Dalke Scientific Software: More science. Less time. Products
[ previous | newer ]     /home/writings/diary/archive/2010/01/11/fingerprint_file_format

Fingerprint File Format

(This has nothing at all to do with human fingerprints. I'm talking about a technique used in chemistry used to represent characteristics of a small molecule as a bit string so that fast bit operations can be used instead of slow graph operations. It's often rather like a Bloom filter where the hash function is based on molecular substucture.)

SD files and SMILES files are the two most common small molecule structure formats. PDB is the most common macromolecular structure format. FASTA and GenBank are similarly common in sequence databases. But molecular fingerprints don't have a common format.

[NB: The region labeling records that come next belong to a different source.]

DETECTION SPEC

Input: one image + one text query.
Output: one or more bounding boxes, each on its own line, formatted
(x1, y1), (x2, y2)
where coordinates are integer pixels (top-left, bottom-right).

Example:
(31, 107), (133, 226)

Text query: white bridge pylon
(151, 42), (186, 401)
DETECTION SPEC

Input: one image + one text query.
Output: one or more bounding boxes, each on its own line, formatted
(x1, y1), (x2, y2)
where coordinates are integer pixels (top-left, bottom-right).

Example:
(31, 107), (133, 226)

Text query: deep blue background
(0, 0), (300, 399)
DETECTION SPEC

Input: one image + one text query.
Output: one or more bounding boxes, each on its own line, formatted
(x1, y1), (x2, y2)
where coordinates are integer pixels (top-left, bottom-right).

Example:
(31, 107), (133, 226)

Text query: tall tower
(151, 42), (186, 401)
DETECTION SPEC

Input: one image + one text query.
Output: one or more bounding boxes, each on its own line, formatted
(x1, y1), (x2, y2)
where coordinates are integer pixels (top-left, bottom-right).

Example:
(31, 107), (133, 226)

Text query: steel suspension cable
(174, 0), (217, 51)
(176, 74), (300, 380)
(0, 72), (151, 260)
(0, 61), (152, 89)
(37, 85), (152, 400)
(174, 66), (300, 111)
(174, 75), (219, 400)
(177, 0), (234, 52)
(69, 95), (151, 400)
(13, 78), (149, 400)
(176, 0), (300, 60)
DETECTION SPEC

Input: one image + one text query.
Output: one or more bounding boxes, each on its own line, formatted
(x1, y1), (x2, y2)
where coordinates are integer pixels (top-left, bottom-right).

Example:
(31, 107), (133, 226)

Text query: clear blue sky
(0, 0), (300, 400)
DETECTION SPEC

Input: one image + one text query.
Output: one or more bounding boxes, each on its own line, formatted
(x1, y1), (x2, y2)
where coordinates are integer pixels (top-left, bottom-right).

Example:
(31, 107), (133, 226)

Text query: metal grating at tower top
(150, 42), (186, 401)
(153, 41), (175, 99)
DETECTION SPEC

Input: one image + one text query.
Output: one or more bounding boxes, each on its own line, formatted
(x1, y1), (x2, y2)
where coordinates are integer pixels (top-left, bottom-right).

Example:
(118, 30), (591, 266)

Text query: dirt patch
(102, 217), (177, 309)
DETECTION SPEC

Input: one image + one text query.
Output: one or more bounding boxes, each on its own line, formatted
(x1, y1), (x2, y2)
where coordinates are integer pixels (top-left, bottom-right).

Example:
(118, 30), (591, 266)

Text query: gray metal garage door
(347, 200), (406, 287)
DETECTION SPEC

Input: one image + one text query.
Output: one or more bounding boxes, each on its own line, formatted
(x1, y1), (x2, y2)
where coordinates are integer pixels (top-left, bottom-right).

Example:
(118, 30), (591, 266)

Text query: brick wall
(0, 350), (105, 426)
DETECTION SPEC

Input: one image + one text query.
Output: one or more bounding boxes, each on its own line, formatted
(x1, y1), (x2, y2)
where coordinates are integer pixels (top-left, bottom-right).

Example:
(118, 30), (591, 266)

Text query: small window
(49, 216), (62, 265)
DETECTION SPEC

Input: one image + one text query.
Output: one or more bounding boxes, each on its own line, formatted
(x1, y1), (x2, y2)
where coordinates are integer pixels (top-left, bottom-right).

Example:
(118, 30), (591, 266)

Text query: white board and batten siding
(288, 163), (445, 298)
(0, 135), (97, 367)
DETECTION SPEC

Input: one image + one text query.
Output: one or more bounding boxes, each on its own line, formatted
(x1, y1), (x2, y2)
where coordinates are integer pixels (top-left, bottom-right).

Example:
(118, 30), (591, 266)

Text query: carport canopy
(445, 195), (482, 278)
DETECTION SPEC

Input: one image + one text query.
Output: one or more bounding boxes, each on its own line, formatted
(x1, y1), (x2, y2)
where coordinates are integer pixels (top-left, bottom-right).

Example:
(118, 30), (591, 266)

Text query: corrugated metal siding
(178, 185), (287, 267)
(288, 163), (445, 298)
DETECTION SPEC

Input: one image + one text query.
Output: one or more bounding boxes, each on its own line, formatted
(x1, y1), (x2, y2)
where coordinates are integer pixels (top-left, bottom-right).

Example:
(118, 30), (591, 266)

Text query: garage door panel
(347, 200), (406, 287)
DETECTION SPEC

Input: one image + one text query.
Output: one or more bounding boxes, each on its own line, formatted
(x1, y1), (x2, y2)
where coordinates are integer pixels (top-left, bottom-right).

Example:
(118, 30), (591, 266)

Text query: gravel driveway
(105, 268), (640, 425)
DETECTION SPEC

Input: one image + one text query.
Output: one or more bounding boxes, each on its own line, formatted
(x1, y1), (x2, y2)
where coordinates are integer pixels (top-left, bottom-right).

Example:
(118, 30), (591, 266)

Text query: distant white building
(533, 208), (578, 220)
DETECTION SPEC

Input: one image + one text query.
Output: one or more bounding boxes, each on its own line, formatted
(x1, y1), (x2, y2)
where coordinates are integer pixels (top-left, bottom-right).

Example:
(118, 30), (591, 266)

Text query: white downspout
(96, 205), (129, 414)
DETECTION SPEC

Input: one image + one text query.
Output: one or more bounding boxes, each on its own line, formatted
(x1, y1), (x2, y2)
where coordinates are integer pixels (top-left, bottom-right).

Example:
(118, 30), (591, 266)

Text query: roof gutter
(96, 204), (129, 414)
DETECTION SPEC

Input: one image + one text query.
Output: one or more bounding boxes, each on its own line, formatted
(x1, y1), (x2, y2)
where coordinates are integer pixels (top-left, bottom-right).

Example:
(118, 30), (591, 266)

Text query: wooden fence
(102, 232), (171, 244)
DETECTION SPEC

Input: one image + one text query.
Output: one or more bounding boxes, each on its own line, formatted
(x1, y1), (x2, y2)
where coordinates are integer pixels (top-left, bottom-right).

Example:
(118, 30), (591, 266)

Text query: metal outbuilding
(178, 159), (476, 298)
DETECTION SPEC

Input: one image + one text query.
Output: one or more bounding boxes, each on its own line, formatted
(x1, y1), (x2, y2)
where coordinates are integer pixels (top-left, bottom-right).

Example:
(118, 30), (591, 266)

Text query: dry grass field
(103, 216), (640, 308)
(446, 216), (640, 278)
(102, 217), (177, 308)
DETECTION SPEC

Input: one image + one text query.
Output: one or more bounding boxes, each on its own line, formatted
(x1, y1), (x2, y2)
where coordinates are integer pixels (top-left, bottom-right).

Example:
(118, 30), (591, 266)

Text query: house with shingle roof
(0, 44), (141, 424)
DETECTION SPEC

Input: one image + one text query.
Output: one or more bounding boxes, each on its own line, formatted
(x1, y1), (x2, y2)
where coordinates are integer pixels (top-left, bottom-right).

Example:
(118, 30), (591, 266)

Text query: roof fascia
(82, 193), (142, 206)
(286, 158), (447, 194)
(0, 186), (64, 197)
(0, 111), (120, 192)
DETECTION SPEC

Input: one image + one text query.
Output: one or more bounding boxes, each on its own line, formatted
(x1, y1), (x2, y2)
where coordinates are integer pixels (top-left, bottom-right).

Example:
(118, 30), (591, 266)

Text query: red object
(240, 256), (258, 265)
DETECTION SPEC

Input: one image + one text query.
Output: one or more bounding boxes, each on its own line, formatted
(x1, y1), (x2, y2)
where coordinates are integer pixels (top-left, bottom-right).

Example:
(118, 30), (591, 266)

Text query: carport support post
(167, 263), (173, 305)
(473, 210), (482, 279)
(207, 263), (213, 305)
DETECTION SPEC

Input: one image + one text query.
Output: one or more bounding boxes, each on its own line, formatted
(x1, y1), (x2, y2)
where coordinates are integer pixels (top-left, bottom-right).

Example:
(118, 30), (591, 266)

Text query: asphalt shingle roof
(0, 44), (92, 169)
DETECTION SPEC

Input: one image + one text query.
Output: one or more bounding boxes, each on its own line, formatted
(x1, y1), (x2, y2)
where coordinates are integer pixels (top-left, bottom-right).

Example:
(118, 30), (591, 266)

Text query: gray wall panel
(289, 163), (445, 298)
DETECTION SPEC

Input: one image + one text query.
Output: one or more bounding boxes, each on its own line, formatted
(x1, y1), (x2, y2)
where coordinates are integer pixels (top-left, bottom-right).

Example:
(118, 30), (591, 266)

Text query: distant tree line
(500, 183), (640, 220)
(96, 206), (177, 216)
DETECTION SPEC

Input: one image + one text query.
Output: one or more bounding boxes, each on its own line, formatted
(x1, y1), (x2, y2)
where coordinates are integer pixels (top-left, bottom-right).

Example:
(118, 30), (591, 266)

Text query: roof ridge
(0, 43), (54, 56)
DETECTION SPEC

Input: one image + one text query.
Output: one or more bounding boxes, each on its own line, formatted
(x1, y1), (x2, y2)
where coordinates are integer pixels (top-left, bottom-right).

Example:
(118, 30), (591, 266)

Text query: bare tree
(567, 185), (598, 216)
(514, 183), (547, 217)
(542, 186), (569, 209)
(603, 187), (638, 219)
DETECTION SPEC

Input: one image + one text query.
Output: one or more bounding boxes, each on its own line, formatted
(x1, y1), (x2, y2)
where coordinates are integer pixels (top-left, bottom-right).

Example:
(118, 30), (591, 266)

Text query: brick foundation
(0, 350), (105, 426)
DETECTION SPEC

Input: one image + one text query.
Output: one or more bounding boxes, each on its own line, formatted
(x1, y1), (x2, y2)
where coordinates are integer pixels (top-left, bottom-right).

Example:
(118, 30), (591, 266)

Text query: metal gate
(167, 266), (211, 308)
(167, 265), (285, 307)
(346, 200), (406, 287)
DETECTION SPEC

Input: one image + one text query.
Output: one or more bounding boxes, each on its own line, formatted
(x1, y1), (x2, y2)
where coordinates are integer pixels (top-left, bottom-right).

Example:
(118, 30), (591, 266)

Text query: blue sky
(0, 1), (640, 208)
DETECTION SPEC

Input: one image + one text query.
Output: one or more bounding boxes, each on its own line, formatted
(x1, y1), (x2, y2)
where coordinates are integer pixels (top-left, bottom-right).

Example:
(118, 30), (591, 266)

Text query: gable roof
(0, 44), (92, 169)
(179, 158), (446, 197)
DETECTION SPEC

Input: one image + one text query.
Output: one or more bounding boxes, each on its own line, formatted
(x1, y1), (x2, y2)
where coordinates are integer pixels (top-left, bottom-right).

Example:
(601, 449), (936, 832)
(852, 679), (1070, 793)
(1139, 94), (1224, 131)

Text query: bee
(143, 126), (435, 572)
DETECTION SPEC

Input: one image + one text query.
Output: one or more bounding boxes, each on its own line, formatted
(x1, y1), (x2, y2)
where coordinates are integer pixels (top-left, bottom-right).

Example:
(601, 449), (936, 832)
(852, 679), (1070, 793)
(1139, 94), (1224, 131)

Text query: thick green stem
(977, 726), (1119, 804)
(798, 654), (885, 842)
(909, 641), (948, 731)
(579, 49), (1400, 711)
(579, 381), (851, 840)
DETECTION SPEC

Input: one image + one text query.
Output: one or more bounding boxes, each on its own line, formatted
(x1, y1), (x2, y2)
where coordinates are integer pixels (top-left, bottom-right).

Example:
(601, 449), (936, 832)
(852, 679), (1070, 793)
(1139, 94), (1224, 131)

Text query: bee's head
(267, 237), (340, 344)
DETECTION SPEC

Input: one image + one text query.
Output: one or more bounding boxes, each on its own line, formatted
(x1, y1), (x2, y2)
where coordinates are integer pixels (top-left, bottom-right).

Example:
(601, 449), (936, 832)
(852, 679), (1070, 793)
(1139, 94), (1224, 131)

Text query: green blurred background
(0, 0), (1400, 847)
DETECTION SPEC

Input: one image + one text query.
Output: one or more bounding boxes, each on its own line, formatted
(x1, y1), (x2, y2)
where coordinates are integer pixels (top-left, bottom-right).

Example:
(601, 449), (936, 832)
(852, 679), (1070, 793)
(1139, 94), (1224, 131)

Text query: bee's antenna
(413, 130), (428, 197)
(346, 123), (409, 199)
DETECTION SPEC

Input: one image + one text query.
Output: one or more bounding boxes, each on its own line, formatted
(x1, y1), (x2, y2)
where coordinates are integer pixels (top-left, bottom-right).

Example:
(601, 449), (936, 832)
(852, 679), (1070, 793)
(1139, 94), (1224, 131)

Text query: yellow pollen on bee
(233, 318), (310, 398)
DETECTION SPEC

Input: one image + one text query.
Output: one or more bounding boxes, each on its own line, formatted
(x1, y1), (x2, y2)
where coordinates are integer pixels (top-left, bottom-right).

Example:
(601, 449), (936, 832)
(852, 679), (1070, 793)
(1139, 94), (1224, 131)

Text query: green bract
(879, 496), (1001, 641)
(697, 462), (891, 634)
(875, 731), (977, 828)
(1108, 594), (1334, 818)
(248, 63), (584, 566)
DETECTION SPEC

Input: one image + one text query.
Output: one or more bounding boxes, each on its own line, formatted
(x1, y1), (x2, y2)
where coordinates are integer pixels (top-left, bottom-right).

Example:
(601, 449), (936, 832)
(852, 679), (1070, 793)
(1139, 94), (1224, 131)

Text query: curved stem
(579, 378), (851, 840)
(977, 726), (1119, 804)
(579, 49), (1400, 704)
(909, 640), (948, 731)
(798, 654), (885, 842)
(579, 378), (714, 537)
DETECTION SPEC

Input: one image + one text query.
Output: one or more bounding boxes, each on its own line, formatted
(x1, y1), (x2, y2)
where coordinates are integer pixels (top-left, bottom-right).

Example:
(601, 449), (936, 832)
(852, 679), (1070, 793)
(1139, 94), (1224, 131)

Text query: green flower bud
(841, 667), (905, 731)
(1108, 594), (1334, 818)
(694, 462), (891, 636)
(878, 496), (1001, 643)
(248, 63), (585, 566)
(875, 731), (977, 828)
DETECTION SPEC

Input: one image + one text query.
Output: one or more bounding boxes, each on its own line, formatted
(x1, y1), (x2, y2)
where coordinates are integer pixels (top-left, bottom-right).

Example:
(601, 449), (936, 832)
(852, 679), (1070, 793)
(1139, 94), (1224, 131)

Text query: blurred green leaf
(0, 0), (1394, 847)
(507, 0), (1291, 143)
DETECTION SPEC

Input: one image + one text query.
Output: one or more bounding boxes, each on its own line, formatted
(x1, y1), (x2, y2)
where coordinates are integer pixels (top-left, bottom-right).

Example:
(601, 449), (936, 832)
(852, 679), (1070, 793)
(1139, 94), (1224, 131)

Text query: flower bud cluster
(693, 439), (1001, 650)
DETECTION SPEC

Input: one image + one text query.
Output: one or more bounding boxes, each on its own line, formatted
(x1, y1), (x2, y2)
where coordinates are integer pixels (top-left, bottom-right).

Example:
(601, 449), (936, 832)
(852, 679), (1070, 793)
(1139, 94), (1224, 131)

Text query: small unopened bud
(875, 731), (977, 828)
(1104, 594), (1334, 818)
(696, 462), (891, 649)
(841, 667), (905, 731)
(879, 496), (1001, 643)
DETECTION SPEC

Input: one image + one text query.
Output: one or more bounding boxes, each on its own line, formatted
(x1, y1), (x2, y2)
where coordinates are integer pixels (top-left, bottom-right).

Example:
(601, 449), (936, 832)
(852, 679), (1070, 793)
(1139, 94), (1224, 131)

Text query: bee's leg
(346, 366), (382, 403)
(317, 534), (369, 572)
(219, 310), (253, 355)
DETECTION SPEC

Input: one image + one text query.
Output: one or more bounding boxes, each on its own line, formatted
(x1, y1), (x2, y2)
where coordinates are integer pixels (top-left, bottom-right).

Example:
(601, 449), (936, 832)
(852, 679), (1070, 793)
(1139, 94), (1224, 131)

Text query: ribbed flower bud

I propose a new common format for these, called "FingerPrint Format", or "FPF file", with the standard extension of ".fpf." I'm looking for feedback and suggestions, and hopefully also uptake by others.

One problem of course is that they are many types of fingerprints and many ways to represent them. I'm limiting myself to those which are easily represented as a fixed-length bit string of length between 8 and about 8K, and which are dense enough to store the bits directly as bits rather than run-length or other encoding.

My goal is to make fingerprint data sets more portable, so that tools and algorithms developed by one group can more easily be shared and tested by another.

Use cases

Yes, these are all oriented around me. If it wasn't something I wanted then I would be getting paid for this. (Got funding?)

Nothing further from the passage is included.